How do conversions work for amp specs

Hey everyone, hope I’m doing this right.
Anyway, I was wondering if anyone could enlighten me as I couldn’t find anything on here previously about this topic.
Quite often when looking at amps the site will only list their output at 16 or 32 ohms so I was wondering if there is a way to convert this output to a different ohm headphone. Ok it won’t be too accurate because there are other factors but it would be useful to have as a rough guide of whether an amp that only lists output at 16 ohms will perform well enough at say, 300 ohms.
Idk if this is possible or if I’m just being dumb but it seems to me that there should be a way to do this.

Ask me any questions if you don’t understand my question. Staff if I did this wrong pls tell me what I should do instead no clue what I’m doing lol
Ty in advance
Also might not reply for a bit going to do the slep

The output can be biased towards a specific impedance so for example they could have peak output at 16 ohm or 50 ohm. Just depends how it’s built.
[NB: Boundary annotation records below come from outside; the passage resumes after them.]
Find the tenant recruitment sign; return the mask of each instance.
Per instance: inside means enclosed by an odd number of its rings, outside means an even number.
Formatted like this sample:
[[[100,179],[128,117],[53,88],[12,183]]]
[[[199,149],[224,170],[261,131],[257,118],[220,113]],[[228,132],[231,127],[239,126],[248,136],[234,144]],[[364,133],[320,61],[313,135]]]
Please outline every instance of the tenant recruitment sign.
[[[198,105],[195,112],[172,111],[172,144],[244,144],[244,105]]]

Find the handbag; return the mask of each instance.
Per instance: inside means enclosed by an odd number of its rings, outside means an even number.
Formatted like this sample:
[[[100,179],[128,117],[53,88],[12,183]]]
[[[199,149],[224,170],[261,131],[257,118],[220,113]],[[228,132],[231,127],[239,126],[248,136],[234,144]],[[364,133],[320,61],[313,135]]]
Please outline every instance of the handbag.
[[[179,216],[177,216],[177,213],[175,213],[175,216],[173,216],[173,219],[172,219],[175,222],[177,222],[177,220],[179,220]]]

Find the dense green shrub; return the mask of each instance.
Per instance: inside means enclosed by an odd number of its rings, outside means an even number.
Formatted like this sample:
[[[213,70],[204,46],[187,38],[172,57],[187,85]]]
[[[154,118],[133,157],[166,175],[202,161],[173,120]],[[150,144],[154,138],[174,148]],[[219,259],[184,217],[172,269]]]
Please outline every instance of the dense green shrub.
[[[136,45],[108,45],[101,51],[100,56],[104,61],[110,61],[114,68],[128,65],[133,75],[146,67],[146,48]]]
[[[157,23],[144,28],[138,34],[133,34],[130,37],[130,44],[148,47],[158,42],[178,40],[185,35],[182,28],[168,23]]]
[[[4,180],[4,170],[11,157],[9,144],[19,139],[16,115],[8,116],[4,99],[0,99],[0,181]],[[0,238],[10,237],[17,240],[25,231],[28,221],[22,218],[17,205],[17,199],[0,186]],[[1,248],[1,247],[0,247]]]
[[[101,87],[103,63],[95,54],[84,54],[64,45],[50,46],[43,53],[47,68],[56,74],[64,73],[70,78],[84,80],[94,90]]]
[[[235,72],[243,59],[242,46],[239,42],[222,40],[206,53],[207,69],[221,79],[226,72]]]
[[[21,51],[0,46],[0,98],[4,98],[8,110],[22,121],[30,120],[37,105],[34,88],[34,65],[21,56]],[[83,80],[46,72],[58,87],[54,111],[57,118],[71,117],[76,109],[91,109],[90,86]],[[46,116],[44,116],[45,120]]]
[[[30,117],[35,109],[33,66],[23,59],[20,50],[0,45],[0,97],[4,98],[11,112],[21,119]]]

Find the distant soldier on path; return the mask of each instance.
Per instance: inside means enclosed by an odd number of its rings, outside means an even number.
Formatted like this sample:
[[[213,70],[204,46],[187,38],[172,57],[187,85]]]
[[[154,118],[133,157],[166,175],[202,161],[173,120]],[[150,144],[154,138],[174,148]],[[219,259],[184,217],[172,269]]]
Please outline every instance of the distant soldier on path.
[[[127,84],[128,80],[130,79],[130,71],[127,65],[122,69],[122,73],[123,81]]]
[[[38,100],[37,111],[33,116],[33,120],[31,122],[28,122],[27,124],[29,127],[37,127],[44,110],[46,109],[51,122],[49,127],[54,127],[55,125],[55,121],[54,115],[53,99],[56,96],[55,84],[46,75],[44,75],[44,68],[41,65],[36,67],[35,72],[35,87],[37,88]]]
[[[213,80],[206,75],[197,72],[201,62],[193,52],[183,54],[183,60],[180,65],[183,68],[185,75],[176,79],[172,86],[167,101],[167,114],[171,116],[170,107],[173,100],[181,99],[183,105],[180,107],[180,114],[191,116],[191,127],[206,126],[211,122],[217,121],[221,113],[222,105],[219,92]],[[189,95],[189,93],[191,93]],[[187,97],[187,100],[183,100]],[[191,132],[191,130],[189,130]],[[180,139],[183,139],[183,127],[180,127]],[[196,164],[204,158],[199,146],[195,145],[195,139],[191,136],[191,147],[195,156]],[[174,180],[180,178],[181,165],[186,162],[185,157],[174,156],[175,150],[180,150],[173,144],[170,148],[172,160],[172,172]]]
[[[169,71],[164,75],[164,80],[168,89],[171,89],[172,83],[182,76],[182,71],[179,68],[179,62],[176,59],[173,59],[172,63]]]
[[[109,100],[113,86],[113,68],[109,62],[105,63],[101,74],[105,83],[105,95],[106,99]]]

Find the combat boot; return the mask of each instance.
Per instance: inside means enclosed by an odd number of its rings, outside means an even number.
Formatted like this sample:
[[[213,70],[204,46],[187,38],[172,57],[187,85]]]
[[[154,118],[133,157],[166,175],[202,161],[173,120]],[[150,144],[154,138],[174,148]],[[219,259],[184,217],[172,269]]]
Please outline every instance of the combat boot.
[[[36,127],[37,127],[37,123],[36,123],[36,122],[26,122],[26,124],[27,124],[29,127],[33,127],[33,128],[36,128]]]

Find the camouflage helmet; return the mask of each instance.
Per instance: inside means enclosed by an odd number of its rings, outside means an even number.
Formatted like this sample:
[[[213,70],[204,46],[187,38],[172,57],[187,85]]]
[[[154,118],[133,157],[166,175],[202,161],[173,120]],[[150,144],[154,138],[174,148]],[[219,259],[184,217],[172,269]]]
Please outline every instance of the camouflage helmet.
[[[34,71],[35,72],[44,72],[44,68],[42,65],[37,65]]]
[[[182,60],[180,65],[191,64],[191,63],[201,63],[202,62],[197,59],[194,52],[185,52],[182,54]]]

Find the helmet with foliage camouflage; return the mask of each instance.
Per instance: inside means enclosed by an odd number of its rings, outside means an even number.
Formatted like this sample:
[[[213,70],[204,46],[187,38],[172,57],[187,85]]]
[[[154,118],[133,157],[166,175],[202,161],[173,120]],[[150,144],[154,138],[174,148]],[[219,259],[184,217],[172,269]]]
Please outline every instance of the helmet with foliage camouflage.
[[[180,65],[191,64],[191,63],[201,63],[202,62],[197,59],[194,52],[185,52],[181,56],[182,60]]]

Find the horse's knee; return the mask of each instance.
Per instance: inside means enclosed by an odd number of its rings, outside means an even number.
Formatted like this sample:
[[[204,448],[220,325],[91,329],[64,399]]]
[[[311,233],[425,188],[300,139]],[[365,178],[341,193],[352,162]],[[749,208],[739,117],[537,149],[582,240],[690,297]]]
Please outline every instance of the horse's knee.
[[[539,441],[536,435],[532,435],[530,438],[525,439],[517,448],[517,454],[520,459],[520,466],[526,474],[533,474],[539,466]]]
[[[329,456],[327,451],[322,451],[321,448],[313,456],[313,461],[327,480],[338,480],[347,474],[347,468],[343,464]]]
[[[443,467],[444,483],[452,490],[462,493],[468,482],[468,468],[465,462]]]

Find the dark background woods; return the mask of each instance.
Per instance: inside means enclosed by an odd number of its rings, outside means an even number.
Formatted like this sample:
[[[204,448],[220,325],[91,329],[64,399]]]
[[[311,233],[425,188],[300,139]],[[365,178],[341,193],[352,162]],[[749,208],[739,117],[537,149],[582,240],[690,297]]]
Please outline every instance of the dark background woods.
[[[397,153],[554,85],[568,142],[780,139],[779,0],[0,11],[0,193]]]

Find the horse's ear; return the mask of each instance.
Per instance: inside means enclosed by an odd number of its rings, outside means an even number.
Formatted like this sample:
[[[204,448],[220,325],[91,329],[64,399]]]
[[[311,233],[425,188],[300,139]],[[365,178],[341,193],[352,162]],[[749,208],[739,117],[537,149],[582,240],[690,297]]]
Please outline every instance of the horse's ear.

There is seat-of-pants level estimates one could make. Nothing more.

How can one tell if an amp can run headphones of a higher impedance than is listed then
Like if I had some 300 ohm headphones and the amp is only listed at 32 how could i tell if it can run them

So you mean like the output could be higher at 50 ohms than it is at 16 amp to amp?

Yeah some amps have their peak output at higher impedance and some at lower.

Generally, ask the community which amps pair well with said headphones. They will all “run” them but some will sound like shit while others won’t.